Monica Lewinsky Pens Poignant Essay On How The #MeToo


To mark the 20th anniversary of the Starr investigation, Monica Lewinsky wrote an essay for Vanity Fair reflecting on her affair with Bill Clinton in the late 1990s and the lasting effects of the exposure and humiliation she endured at the time. Perhaps most pointedly, she shares how the #MeToo movement has helped her unpack and reconsider the events that forever altered the course of her life.

Lewinsky writes that she has suffered from post-traumatic stress since the scandal, which thrust her into the midst of a very public investigation against Bill Clinton. At the time of their relationship, he was the President of the United States. She was a 22-year-old White House intern.

“Given my PTSD and my understanding of trauma, it’s very likely that my thinking would not necessarily be changing at this time had it not been for the #MeToo movement — not only because of the new lens it has provided but also because of how it has offered new avenues toward the safety that comes from solidarity,” Lewinsky writes.

She goes on to explain that for many years, she took pains to emphasize that her affair with Clinton, while inappropriate and ill-advised, was consensual. But since nuanced conversations about sexual misconduct and consent have begun to dominate the national conversation, Lewinsky has started to rethink her own circumstances.

“Now, at 44, I’m beginning (just beginning) to consider the implications of the power differentials that were so vast between a president and a White House intern,” she writes. “I’m beginning to entertain the notion that in such a circumstance the idea of consent might well be rendered moot.”

Lewinsky also reveals that during a private conversation, one of the #MeToo founders recently told her, “I’m sorry you were so alone.” The comment, Lewinsky writes, brought her to tears.

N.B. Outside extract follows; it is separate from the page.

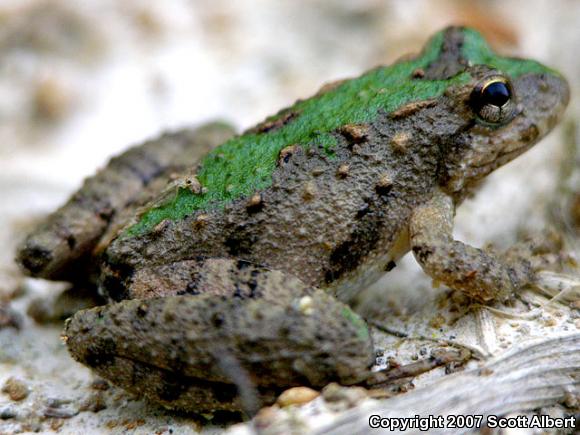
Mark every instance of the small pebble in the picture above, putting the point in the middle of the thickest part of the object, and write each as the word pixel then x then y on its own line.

“Yes, I had received many letters of support in 1998,” she adds. “And, yes (thank God!), I had my family and friends to support me. But by and large I had been alone. So. Very. Alone. Publicly Alone — abandoned most of all by the key figure in the crisis, who actually knew me well and intimately. That I had made mistakes, on that we can all agree. But swimming in that sea of Aloneness was terrifying.”